Die Frage lautet: Haben wir den Mut, inmitten dieser geschundenen und bedrohten Welt Partei zu ergreifen für mehr Zusammenhalt und Gemeinsinn, für eine „Wende zum Weniger“ statt zerstörerischer Gigantomanie, für mehr Gerechtigkeit und Frieden? Es gibt Wege, es gibt fast immer Wege, manchmal nur Auswege, aber das ist besser als Resignation und Nichtstun. Etwas tun und sich einmischen – damit meine ich nicht kurzatmigen Aktionismus, sondern aus dem Geist Gottes heraus und mit ihm die Welt sich nicht alleine und den Marktgesetzen zu überlassen, sondern mit Kraft und in aller Demut mitzugestalten versuchen. Dazu braucht es immer einen langen Atem und dazu braucht man die Geborgenheit in Gott, sonst hält man das gar nicht aus. Aber weiter auf uns selbst zu gucken, dazu habe ich nicht soviel Antrieb. Ich finde, wir wissen allmählich, wer wir sind. Aber wir sollten stärker überlegen, was wir noch vorhaben bzw. ob wir überhaupt noch etwas vorhaben. Wenn wir nicht Gemeinde vor Ort sind und Kirche in und für die Welt, dann machen wir uns tatsächlich bedeutungslos. „Eine Kirche, die nicht dient, dient zu nichts.“ Diesen Satz des französischen Bischof Gaillot zitiert mein Heimatpfarrer gelegentlich. Und ich finde, er hat Recht. Ich würde noch etwas präzisieren: Eine Kirche, die den vielfältig Verlorenen (meinetwegen auch den verlorenen Schafen) in dieser Welt nicht dient, dient zu nichts. Haben wir den Mut, auch Strukturen dieser Welt zu benennen und zu kritisieren, die die Verlorenheit der Menschen weiter festschreiben: ihre Einsamkeit, ihr erfahrenes soziales Unrecht, ihre Erfahrung von Gewalt und Perspektivlosigkeit.

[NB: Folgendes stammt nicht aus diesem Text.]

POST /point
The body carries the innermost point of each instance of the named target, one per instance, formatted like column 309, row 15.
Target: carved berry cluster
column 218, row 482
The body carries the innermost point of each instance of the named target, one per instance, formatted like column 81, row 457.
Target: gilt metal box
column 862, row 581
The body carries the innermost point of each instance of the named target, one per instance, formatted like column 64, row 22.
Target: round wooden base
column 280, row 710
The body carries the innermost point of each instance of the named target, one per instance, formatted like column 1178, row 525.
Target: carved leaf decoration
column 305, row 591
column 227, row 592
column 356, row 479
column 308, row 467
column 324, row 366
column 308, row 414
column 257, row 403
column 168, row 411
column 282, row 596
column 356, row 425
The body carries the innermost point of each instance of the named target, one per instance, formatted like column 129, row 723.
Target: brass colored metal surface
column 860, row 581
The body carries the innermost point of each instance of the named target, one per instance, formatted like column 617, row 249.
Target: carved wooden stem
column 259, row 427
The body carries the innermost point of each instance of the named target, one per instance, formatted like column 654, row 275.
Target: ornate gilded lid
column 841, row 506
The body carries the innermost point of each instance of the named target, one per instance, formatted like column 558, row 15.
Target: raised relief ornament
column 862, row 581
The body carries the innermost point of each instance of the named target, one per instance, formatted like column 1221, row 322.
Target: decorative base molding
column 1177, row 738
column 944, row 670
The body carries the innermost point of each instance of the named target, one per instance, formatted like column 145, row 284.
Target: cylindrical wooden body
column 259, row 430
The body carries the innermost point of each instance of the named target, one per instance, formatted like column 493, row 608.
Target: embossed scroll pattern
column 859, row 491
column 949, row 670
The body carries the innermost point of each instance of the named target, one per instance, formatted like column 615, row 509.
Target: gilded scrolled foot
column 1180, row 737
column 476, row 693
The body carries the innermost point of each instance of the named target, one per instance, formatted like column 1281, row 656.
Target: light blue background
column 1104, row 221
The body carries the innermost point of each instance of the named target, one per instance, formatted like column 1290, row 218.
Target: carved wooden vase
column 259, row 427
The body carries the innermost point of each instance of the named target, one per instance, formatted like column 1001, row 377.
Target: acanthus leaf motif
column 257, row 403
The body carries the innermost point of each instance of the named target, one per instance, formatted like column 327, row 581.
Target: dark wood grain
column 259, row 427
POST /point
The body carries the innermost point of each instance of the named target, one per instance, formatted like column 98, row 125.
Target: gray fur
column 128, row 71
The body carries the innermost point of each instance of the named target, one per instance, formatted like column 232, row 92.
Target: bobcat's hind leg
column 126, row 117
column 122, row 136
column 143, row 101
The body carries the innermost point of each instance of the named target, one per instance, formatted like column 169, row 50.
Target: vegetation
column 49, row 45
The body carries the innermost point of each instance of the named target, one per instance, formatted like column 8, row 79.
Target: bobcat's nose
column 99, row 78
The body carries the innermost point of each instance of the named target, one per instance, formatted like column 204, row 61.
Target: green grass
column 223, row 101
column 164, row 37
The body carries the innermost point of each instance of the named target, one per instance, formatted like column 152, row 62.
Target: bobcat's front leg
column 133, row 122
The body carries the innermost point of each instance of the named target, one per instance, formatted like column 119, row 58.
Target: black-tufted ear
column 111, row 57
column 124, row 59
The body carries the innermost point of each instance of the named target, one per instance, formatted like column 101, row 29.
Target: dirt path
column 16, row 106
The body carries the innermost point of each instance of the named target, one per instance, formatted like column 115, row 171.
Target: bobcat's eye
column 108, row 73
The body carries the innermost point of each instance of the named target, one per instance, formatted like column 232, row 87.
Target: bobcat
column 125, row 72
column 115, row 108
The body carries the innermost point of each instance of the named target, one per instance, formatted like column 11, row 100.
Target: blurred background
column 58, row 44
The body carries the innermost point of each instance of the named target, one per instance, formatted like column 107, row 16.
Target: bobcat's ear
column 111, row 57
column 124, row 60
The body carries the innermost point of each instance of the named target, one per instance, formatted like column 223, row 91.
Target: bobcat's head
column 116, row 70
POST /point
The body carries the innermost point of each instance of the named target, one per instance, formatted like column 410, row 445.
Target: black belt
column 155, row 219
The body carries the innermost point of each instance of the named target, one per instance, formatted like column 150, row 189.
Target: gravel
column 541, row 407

Natürlich müssen wir dann auch Wege dieser Einmischung suchen und gehen, sozusagen eine Gegenkultur betonen, die christlichen Gegenbilder und Gegen-sprache gegen Hass und Gewalt Dabei werden wir uns vielleicht auch streiten müssen. Aber wir haben ja das „Privileg“, dass wir uns christlich streiten, also in der Sache hart, aber in der Form fair und respektvoll und dass unsere gemeinsame Basis des Gottvertrauens uns trägt.

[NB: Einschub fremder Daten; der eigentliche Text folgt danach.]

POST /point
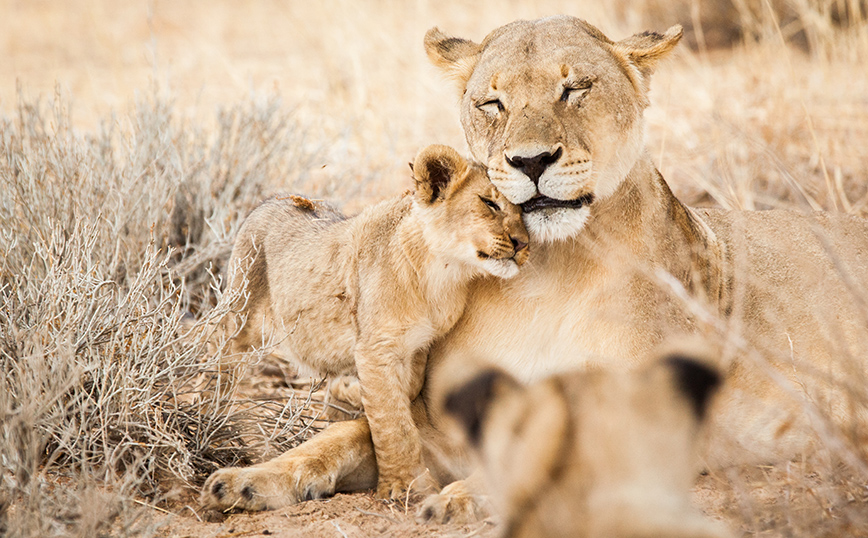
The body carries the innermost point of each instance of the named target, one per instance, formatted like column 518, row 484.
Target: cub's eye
column 490, row 203
column 574, row 92
column 492, row 107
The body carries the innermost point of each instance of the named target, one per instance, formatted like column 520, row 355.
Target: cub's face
column 554, row 110
column 600, row 454
column 465, row 216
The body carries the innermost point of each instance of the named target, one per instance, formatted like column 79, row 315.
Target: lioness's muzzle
column 542, row 202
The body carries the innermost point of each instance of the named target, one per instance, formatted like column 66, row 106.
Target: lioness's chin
column 555, row 224
column 500, row 268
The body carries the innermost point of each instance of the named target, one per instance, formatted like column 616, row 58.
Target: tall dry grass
column 116, row 218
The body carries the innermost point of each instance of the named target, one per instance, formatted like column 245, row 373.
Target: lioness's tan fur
column 588, row 454
column 628, row 264
column 367, row 295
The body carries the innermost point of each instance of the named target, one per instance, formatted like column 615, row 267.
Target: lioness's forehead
column 539, row 48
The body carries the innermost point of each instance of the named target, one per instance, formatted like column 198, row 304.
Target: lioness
column 555, row 110
column 589, row 454
column 369, row 294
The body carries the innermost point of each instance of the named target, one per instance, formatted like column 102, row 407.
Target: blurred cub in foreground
column 590, row 454
column 368, row 295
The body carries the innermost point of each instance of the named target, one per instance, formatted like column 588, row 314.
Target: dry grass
column 118, row 202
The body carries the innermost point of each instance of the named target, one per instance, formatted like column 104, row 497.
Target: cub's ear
column 696, row 381
column 435, row 170
column 469, row 404
column 456, row 57
column 645, row 50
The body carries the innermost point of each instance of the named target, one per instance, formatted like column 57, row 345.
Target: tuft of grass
column 108, row 243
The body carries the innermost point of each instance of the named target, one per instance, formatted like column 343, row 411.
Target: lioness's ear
column 645, row 50
column 454, row 56
column 469, row 403
column 696, row 381
column 435, row 170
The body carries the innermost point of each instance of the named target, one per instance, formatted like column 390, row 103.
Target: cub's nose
column 533, row 167
column 517, row 244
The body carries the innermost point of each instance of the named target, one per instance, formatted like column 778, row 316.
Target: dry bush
column 108, row 241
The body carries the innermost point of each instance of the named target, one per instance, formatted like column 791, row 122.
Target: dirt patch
column 344, row 515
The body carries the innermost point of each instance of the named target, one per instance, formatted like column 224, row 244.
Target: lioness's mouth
column 543, row 202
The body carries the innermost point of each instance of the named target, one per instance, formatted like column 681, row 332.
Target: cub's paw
column 455, row 504
column 347, row 389
column 267, row 487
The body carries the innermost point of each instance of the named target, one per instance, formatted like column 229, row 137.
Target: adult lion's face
column 554, row 109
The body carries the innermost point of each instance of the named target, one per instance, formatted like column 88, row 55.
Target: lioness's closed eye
column 367, row 296
column 599, row 454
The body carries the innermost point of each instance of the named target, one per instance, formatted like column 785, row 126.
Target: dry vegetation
column 127, row 163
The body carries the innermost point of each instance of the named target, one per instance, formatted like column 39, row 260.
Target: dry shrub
column 107, row 242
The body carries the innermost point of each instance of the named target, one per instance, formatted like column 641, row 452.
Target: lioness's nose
column 533, row 167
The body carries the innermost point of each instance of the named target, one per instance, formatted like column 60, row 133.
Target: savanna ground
column 135, row 136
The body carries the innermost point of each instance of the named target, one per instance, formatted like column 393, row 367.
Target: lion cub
column 591, row 454
column 367, row 295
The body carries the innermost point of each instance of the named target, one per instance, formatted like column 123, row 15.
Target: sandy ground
column 347, row 515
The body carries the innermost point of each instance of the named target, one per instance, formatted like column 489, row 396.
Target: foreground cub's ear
column 469, row 403
column 435, row 169
column 696, row 381
column 454, row 56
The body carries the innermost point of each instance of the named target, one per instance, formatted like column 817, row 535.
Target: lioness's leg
column 340, row 458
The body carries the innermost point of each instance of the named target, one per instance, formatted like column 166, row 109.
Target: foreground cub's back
column 598, row 454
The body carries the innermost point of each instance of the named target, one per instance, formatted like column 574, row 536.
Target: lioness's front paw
column 455, row 504
column 267, row 487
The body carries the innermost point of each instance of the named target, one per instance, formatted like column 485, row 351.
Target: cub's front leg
column 391, row 377
column 340, row 458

Ich habe vor einiger Zeit, genauer gesagt in „Christen heute“ (6/2023) mal einen Vorschlag gemacht, wie man vielleicht den Zusammenhalt in unserer gespaltenen Gesellschaft wieder stärken kann. Das sollte nur e i n Beispiel sein, dass wir über die Welt, die uns umgibt und in der und für die wir Kirche sind, nachdenken sollten und sie zu verstehen versuchen. Diese Blickrichtung möchte ich stärken und dann werden die Menschen auch nicht mehr fragen, wer die alt-kath. Kirche mit diesem doppeldeutigen Namen ist, sondern wie diese Menschen unsere Gedanken über unsere Gesellschaft einschätzen, ob sie diese ablehnen oder unterstützen. Und dann werden diese Menschen auch wahrnehmen, aus welcher christlichen Motivation heraus wir unsere Vorschläge vorbringen. Das wäre dann ein Dialog mit der Welt. Und der könnte uns nicht schaden.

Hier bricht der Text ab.